Because tools often need access to agent state, the recommended pattern is to create tools inside methods using closures:

class MyAgent(BaseAgent):
    def __init__(self):
        self.api_key = None
        self._search_tool = self._make_search_tool()

    def initialize(self, config: dict) -> None:
        """Initialize with configuration."""
        self.api_key = config.get("api_key")
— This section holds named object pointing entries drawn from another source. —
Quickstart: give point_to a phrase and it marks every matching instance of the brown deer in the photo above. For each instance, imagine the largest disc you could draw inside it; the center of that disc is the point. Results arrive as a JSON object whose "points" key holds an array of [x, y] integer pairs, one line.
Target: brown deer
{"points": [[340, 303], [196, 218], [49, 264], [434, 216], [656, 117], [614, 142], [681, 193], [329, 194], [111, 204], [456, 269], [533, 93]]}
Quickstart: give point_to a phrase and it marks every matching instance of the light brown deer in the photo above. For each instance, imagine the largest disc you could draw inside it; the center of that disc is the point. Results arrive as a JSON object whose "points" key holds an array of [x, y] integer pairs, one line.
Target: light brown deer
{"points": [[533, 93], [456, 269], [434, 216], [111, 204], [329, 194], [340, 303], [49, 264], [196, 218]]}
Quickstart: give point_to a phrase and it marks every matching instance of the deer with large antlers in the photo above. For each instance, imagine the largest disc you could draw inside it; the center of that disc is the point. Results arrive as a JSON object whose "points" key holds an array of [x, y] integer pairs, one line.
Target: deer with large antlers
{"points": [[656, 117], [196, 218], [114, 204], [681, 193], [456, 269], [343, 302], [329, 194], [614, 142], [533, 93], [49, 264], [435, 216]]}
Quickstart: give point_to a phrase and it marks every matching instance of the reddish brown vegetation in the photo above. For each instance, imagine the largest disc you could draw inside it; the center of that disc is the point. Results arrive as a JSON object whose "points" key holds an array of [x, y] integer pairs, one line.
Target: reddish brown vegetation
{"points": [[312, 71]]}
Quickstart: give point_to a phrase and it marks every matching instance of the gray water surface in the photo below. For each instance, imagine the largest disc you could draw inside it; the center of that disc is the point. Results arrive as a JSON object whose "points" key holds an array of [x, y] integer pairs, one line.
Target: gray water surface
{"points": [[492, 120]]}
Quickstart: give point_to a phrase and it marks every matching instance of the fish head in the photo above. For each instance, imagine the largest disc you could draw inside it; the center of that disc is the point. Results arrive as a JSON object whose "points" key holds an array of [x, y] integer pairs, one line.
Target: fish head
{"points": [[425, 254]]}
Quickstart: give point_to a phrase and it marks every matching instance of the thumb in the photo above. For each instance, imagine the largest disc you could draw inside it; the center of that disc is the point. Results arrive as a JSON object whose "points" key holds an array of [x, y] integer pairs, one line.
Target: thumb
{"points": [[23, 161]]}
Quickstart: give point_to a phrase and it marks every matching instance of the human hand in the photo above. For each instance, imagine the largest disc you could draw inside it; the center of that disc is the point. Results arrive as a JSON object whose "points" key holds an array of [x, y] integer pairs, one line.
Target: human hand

    def _make_search_tool(self) -> UvTool:
        @uvtool
        def search(query: str) -> str:
            """Search using the configured API key."""
            return call_api(query, self.api_key)

        return search

    def get_tools(self) -> List[UvTool]:
        return [self._search_tool]

    def get_system_prompt(self) -> str:
        return "You are a helpful assistant."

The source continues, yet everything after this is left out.